Submitted by Ray Evans
These days, people take for granted conveniences such as electricity,
modern plumbing, central heating and other labor saving appliances. When I
grew up during the late 30s and early 40s in the Oak Hill
Section of Rockcastle County near Renfro Valley, most of those things were
not available.
For example, modern plumbing and running water were almost
non-existent. Families used a number of different ways to secure their water
for drinking, cooking, bathing and laundry purposes. Some simply carried
water in a bucket from a nearby spring or a well. Others had cisterns where
they captured rain water and then used a hand pump or one of those tubular
water buckets that looked much like a stovepipe to get water from the
cistern or a well. Some of the more ingenious ones employed a hydraulic ram
to pump water from a spring to a place near the house.
We had what was referred to as a Water Boy. Our house was
on the edge of a plateau of relatively flat land. On one side of the house,
the terrain of the land fell away abruptly to form a rather steep hillside.
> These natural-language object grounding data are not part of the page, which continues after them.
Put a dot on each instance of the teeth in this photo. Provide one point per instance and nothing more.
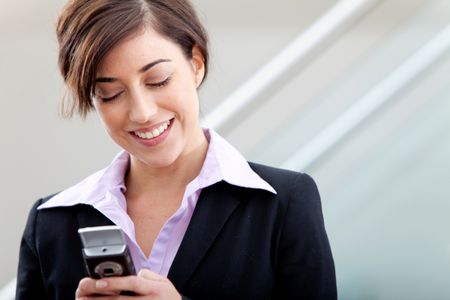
(154, 133)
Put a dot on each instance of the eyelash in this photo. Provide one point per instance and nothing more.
(152, 85)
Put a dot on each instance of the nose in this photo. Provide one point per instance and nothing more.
(142, 107)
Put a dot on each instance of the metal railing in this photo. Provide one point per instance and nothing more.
(295, 56)
(371, 102)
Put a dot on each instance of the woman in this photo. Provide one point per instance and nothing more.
(200, 221)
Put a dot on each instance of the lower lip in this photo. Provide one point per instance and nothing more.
(154, 141)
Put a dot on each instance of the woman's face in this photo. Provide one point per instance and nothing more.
(146, 96)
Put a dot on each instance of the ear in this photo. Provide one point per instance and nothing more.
(198, 63)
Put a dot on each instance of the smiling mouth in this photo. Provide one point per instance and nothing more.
(153, 133)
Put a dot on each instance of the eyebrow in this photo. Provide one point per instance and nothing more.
(141, 70)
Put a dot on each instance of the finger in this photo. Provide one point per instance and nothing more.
(86, 286)
(90, 287)
(138, 285)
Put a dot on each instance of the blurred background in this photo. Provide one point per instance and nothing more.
(355, 93)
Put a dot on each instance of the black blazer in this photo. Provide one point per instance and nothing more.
(240, 244)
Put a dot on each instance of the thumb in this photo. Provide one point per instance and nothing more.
(147, 274)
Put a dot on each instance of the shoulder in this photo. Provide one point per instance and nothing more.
(285, 181)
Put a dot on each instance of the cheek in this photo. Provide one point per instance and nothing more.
(111, 117)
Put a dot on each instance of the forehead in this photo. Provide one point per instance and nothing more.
(140, 48)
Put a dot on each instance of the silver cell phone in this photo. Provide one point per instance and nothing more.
(105, 252)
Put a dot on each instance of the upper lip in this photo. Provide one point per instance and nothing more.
(152, 127)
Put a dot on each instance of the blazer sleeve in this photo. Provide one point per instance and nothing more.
(305, 267)
(30, 284)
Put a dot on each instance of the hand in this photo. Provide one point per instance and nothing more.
(146, 285)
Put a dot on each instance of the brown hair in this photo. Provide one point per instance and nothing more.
(88, 29)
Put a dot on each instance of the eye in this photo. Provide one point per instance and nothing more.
(110, 99)
(159, 84)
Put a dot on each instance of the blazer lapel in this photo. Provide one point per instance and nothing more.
(214, 207)
(88, 216)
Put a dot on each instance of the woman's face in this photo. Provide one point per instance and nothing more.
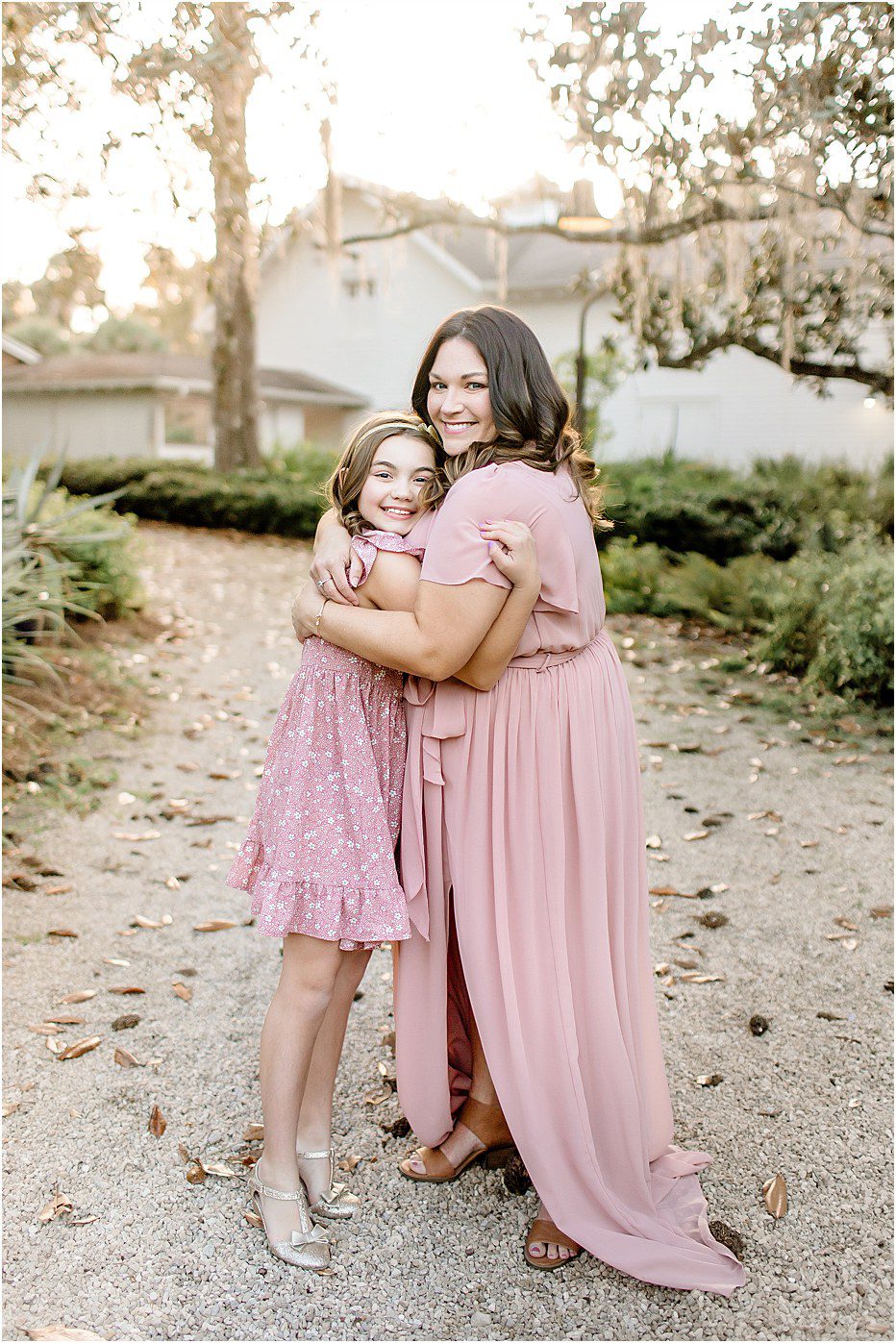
(389, 500)
(459, 399)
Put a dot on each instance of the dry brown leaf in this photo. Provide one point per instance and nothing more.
(81, 1046)
(57, 1205)
(775, 1196)
(125, 1058)
(53, 1332)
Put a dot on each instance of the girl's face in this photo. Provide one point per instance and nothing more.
(399, 470)
(459, 399)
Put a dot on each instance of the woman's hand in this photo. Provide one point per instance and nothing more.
(512, 552)
(336, 565)
(305, 609)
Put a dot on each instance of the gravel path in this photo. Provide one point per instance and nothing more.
(800, 834)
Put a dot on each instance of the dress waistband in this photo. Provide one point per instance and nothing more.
(544, 659)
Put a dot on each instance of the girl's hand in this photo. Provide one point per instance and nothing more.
(307, 609)
(512, 552)
(335, 567)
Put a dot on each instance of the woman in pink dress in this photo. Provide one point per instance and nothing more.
(523, 846)
(318, 858)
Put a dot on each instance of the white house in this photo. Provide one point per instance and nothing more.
(155, 406)
(362, 318)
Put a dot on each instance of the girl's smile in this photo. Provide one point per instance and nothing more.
(389, 496)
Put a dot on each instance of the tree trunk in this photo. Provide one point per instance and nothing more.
(236, 267)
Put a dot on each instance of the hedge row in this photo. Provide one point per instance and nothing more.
(777, 510)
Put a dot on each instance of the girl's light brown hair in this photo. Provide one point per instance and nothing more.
(530, 407)
(345, 484)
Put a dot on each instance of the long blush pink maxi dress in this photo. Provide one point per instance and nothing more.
(524, 806)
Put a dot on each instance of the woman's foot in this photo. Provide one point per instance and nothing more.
(548, 1252)
(480, 1129)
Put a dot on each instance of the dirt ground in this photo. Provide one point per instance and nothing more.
(775, 826)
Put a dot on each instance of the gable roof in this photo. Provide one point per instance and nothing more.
(166, 372)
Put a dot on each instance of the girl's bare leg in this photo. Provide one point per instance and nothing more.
(298, 1007)
(314, 1122)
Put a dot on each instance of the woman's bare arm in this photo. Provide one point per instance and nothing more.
(436, 639)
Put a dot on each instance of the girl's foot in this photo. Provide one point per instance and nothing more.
(325, 1197)
(287, 1225)
(548, 1252)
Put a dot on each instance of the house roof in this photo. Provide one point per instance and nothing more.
(17, 349)
(166, 372)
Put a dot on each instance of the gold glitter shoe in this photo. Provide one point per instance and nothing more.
(308, 1248)
(336, 1203)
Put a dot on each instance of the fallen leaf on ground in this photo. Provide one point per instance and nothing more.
(81, 1046)
(57, 1205)
(775, 1194)
(125, 1058)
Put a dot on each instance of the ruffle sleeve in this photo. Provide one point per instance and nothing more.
(368, 544)
(456, 551)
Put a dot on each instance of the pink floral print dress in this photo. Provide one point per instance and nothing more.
(318, 857)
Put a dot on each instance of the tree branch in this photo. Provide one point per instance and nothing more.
(873, 379)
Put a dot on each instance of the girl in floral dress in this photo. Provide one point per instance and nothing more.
(318, 858)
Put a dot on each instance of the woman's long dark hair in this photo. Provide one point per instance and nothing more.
(530, 407)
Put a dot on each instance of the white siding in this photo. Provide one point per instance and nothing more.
(310, 320)
(82, 423)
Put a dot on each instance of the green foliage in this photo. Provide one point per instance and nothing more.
(832, 621)
(266, 500)
(62, 559)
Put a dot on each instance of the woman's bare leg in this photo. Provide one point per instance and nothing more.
(313, 1132)
(297, 1011)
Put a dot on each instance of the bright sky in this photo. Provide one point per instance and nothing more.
(435, 97)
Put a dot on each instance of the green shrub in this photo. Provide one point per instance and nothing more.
(832, 621)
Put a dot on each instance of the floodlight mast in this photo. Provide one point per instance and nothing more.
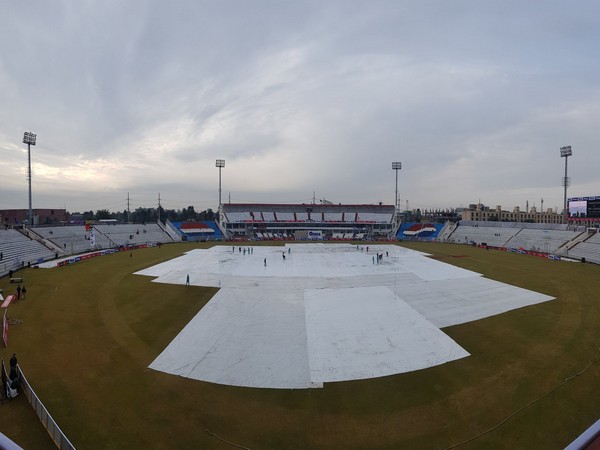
(565, 152)
(220, 164)
(396, 166)
(29, 139)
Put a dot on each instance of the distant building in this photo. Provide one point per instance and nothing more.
(479, 212)
(17, 217)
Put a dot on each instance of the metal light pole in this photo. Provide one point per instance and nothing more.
(220, 164)
(29, 139)
(396, 166)
(565, 152)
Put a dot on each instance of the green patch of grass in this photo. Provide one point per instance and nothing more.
(90, 330)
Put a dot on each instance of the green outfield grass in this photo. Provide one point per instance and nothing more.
(90, 330)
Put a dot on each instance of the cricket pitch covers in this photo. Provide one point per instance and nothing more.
(302, 315)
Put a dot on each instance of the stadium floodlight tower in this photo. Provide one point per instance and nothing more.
(565, 152)
(396, 166)
(29, 139)
(220, 164)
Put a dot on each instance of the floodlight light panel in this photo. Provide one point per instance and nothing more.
(29, 138)
(566, 151)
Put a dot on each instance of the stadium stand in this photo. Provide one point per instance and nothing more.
(76, 239)
(278, 221)
(19, 250)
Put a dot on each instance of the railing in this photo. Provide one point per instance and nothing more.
(51, 426)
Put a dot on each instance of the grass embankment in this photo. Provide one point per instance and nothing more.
(90, 330)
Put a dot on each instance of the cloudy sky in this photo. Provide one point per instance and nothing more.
(139, 98)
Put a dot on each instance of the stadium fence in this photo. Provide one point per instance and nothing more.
(59, 438)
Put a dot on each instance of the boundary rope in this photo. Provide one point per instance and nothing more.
(226, 441)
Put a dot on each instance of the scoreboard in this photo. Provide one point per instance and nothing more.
(584, 208)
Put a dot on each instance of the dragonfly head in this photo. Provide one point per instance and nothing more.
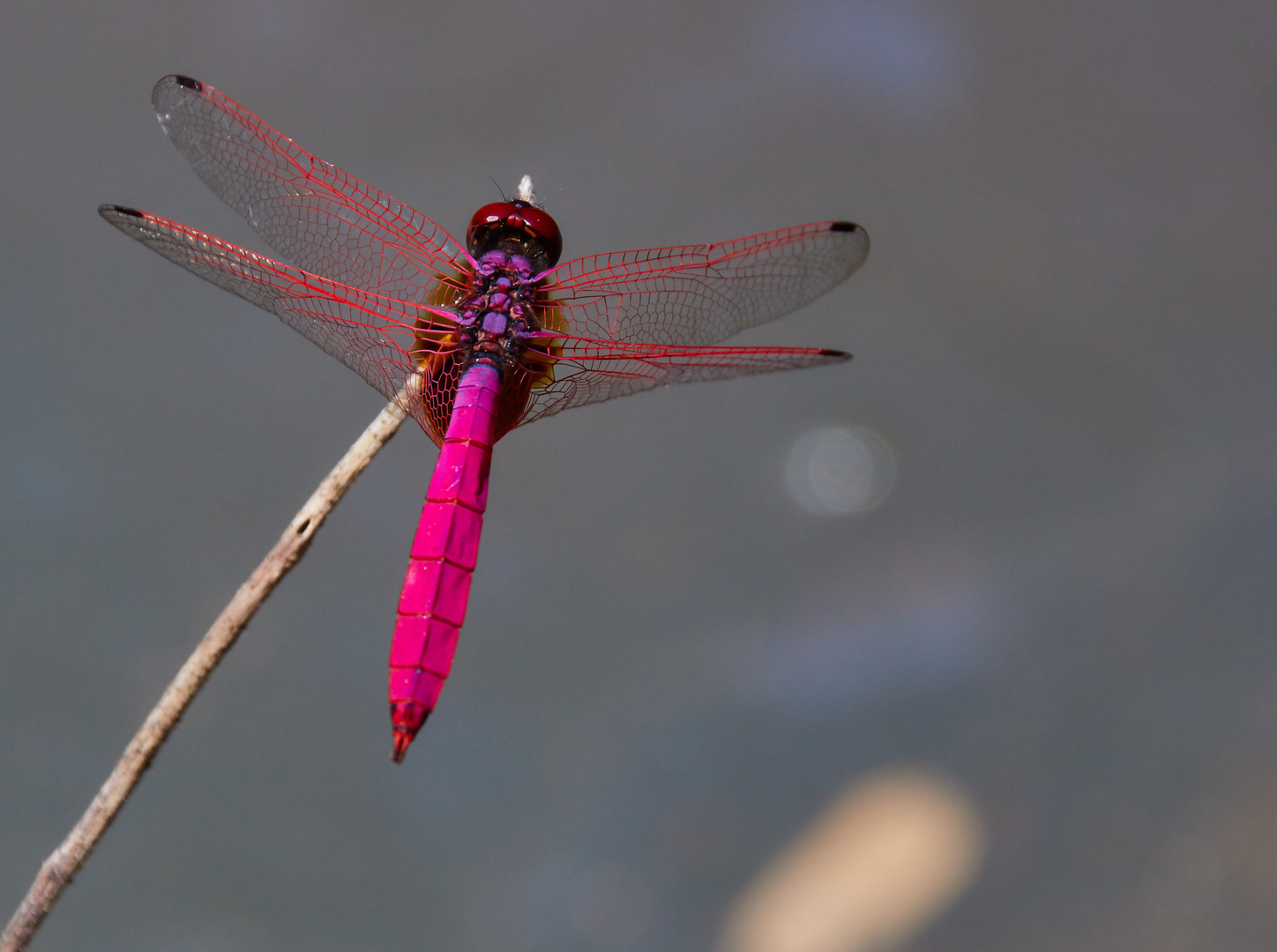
(519, 227)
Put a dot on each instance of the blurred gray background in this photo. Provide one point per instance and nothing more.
(1064, 333)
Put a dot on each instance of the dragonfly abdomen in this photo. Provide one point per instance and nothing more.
(437, 584)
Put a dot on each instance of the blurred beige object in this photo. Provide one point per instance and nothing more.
(892, 852)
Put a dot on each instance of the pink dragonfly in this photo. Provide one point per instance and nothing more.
(472, 341)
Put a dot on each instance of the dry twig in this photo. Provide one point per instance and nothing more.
(62, 866)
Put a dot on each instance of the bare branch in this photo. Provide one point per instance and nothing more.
(62, 866)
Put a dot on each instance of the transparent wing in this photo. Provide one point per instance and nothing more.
(313, 213)
(704, 294)
(370, 333)
(590, 372)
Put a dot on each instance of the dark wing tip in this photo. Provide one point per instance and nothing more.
(120, 210)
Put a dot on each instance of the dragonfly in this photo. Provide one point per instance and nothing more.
(472, 339)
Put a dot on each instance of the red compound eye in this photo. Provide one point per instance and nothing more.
(520, 224)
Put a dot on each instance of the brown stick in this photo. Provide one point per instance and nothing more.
(62, 866)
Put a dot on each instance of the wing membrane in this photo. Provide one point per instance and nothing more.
(590, 372)
(313, 213)
(704, 294)
(370, 333)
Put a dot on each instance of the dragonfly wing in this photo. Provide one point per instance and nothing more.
(704, 294)
(592, 372)
(313, 213)
(370, 333)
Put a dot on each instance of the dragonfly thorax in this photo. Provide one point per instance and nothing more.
(497, 316)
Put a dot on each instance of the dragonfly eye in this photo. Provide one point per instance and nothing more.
(516, 227)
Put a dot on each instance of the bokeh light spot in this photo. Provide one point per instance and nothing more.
(838, 471)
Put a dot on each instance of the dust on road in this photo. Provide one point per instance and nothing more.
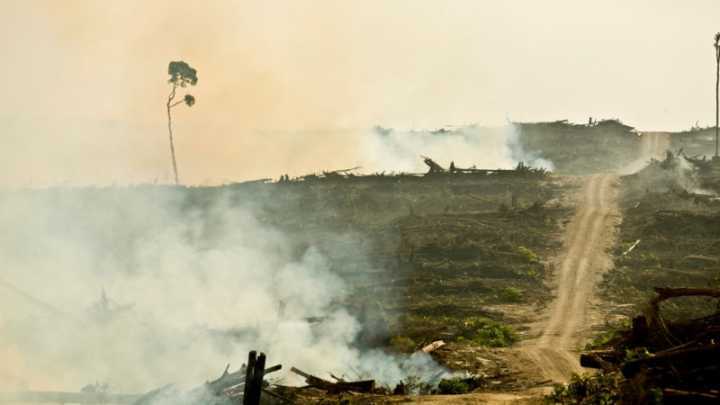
(589, 236)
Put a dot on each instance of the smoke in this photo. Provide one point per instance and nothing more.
(140, 287)
(484, 147)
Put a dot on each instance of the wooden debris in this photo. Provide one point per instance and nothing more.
(632, 247)
(679, 358)
(335, 387)
(433, 346)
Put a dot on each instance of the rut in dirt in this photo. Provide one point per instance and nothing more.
(585, 257)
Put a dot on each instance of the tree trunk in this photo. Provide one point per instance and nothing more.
(172, 144)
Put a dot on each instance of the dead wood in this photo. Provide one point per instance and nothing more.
(340, 386)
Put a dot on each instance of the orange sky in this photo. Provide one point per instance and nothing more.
(84, 81)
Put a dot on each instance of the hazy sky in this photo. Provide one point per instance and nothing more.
(84, 82)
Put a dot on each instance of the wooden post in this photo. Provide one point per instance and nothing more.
(256, 385)
(249, 374)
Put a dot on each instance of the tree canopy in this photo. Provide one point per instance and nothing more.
(182, 74)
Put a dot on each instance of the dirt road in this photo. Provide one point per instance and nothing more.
(578, 268)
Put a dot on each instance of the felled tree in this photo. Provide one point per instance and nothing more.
(181, 74)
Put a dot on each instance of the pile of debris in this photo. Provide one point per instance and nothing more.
(677, 362)
(521, 169)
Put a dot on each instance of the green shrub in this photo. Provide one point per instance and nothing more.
(453, 386)
(486, 332)
(600, 389)
(528, 254)
(511, 294)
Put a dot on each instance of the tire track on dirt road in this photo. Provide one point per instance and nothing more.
(583, 259)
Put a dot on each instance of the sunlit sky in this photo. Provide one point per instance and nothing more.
(84, 82)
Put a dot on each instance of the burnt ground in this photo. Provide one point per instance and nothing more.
(443, 256)
(679, 234)
(462, 258)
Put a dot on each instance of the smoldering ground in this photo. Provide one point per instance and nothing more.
(142, 286)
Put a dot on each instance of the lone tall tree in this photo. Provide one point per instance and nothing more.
(181, 74)
(717, 89)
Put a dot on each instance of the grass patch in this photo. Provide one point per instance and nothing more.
(453, 386)
(486, 332)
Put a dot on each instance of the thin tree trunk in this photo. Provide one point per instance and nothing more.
(717, 95)
(172, 145)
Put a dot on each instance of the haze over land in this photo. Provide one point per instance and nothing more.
(290, 87)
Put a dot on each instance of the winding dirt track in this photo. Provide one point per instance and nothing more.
(584, 258)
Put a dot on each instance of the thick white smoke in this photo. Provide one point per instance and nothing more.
(484, 147)
(143, 286)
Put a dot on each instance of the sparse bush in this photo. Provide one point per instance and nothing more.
(453, 386)
(486, 332)
(511, 294)
(528, 254)
(600, 389)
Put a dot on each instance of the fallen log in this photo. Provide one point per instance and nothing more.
(340, 386)
(632, 247)
(674, 396)
(433, 346)
(695, 357)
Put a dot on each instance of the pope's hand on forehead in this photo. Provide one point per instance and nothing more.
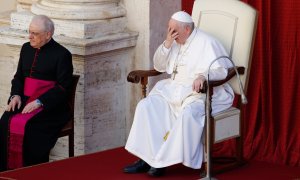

There was a good spring about 400 feet from the house diagonally down the
hill. The Water Boy consisted of a heavy gauge cable that was
strung overhead on L shaped brackets fastened to poles or trees
from the house to the spring. The upper end of the cable was fastened
essentially to the eave of the roof over a side porch. A small platform
about 3 by 4 extended beyond the porch. A J shape
hanger with a pulley arrangement at the top end of it was hung over the
cable. A three gallon galvanized water bucket was hung from the bottom of
the J hanger. One end of a rope about 3/16 in diameter was
tied to the hanger and the other end was tied to a reel arrangement with a
crank handle. With this contraption one could lower an empty water bucket
where it came to rest under the end of a two-inch pipe from which a good
stream of water was usually available. After the water bucket filled with
water, it could be pulled up to the house by turning the crank handle that
was fastened to the reel.
One of my frequent chores as a youngster was to retrieve water from the
spring with the water boy. This was quite a task on washdays
when my mother, Elizabeth Lawrence Evans (1906 1980), did the family
laundry.
If you gave the rope attached to the hanger and bucket too much slack,
the bucket would go too fast down the wire and fall off the cable. I had
triplet cousins, Willard, Wilbert and Willie Bill Chasteen, who
lived in Louisville and visited me fairly often on the farm. They were
city boys and mean as rattlesnakes. They would do almost
anything for a laugh. They always wanted to play with the water
boy. They would essentially turn the rope loose and let the hanger and
bucket go racing down the hill. Consequently, we ended up with a lot of bent
and dented water buckets.
One time, John Lair of Renfro Valley fame, staged a foxhunt near our
house. Horseback riders on the finest saddle horses that I had ever seen
came from far and wide. Needless to say, our water boy attracted
a lot of attention from the foxhunters. My Uncle Hayse Clark had a similar
arrangement for getting water at a house where he lived in the Hummel area.
You could see our water bucket all the way to the spring, but his
disappeared quickly over the edge of the hill.